Beaucoup se seraient attendus à ce que l’Ua soit séduite par la proposition du groupe "Unis pour le Consensus", mené par l'Italie et le Pakistan, qui a l’avantage de ne pas susciter de rivalités entre Africains, puisqu’il prévoit seulement l'accroissement du nombre de sièges non - permanents avec une rotation. Mais, l’Afrique a manifestement choisi d’épouser la proposition des pays du G4 (Allemagne, Japon, Inde, Brésil) qui proposent l’élargissement du Conseil de sécurité à 25 membres, soit 10 nouveaux membres dont 6 permanents et 4 non permanents. Les 6 permanents étant les pays du G4 et deux Etats africains. A la seule différence que les pays africains exigent le droit de veto pour leurs sièges permanents, un droit auquel les pays du G4 ont accepté de renoncer pour rendre acceptables leurs candidatures qui sont combattues par de vieilles jalousies régionales et des intérêts nationaux de l’Italie, de la chine, du Pakistan et du Mexique notamment.
Contre les Etats-Unis
En formulant ainsi fermement leur exigence de deux sièges permanents et surtout d’attribution du droit de veto, les Africains se heurtent de front à la position des Etats-Unis. Washington propose en effet de porter le Conseil de sécurité à 20 membres, dont 2 nouveaux permanents et 3 non-permanents. Les Etats-Unis énoncent une série de critères stricts pour apprécier la capacité d'un pays à accéder à un Conseil de sécurité élargi, comprenant une certaine capacité militaire, un poids économique et un engagement en faveur des droits de l'homme et contre le terrorisme. Dans ce sens, Washington soutient chaudement la candidature du Japon pour accéder au statut de membre permanent, ainsi qu’un pays en développement qui, vu les critères édictés, pourrait difficilement être un pays africain. Dans tous les cas les Américains ne sont pas prêts à accepter que les nouveaux membres permanents soient dotés du droit de veto exercé par les 5 anciens membres (Etats-Unis, Russie, Grande-Bretagne, Chine, France).
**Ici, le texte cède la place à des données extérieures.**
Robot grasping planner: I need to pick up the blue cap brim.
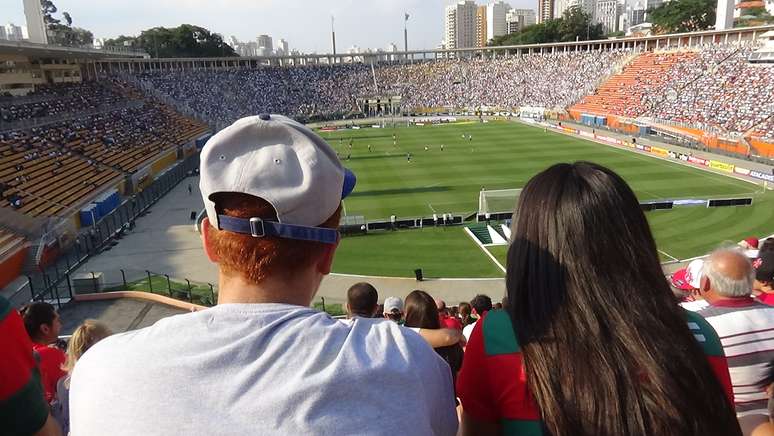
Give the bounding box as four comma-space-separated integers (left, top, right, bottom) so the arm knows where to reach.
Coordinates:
341, 168, 357, 200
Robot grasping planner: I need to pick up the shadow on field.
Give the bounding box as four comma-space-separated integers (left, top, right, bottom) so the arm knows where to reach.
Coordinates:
349, 186, 449, 197
346, 151, 406, 161
325, 134, 392, 140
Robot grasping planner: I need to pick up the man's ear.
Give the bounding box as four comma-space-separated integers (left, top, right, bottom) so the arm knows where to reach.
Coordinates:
317, 241, 339, 275
201, 217, 220, 263
699, 276, 712, 294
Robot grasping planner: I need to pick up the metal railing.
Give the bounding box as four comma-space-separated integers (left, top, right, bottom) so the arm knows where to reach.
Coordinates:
9, 154, 199, 306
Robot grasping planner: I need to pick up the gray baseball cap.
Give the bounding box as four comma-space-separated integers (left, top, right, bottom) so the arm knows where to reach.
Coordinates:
199, 114, 356, 243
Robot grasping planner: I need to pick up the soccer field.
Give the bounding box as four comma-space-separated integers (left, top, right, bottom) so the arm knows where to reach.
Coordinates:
321, 122, 774, 277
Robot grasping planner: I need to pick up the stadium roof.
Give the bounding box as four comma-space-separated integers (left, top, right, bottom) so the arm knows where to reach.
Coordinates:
0, 40, 148, 59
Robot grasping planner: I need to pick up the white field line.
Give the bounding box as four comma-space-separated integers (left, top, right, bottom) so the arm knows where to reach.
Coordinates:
330, 273, 502, 281
544, 123, 763, 191
658, 250, 680, 262
464, 227, 505, 272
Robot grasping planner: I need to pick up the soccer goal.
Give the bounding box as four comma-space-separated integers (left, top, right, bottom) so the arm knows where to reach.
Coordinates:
478, 189, 521, 215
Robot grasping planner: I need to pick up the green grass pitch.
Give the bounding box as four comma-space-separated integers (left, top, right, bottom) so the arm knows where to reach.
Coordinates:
321, 122, 774, 277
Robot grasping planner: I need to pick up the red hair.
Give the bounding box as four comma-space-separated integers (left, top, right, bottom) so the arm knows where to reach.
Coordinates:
210, 192, 341, 284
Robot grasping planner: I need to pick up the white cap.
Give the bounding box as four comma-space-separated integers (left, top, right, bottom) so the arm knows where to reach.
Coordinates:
199, 114, 355, 242
384, 297, 403, 313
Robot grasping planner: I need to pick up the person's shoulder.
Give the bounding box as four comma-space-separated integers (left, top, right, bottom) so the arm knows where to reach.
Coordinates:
351, 318, 432, 352
474, 309, 521, 355
35, 346, 67, 363
682, 308, 723, 356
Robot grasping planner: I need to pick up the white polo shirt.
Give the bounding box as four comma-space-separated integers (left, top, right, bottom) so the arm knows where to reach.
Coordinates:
70, 304, 457, 436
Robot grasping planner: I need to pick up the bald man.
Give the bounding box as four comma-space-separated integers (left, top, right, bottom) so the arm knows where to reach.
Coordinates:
435, 298, 462, 332
698, 249, 774, 434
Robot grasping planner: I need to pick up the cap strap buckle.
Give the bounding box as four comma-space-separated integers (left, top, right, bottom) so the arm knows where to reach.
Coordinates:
255, 217, 266, 238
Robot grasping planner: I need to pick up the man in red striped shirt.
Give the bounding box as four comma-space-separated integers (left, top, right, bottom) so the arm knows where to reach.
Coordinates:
0, 297, 60, 436
698, 249, 774, 430
22, 301, 66, 403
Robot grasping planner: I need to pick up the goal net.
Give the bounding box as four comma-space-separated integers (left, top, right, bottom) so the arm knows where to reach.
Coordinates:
478, 189, 521, 215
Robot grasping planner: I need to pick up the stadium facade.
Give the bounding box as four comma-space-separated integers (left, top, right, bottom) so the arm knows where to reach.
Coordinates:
0, 23, 774, 306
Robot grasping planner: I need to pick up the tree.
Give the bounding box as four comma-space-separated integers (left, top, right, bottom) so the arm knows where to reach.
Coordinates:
559, 6, 605, 42
40, 0, 94, 47
105, 24, 237, 58
647, 0, 717, 33
40, 0, 59, 24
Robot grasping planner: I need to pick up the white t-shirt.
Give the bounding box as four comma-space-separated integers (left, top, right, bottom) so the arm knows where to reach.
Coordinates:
70, 304, 457, 436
En exigeant le maximum (droit de veto), l’Afrique vise peut-être le minimum dont elle se contenterait bien : deux sièges de permanents et cinq sièges de non permanents. Consolidé par son alliance avec le G4, le continent noir semble pour une fois avoir pris la pleine mesure de son importance et de sa force au sein de l’Onu. C’est elle qui va arbitrer la partie entre les grandes puissances rivales, autour de l’élargissement du Conseil de sécurité. Si les différentes propositions formulées par le G4, le Groupe ‘’Unis pour le consensus’’ et les Etats-Unis devaient être départagées par un vote, il serait difficile de l’emporter sans le soutien de l’Afrique. Chaque camp aurait en effet besoin d’une majorité de deux tiers, soit 128 voix sur 191, pour imposer sa proposition. Or, avec 54 voix, l'Afrique représente près de la moitié de cette majorité requise.
C’est dire de quel poids l’Afrique pèse à l’Onu si elle reste unie. Les chefs d’Etat réunis à Syrte ont réaffirmé leur “ ferme détermination à faire triompher, dans l'unité et la solidarité, notre position commune afin que l'Afrique puisse choisir ses représentants au Conseil de sécurité pour agir en son nom et pour son compte ”.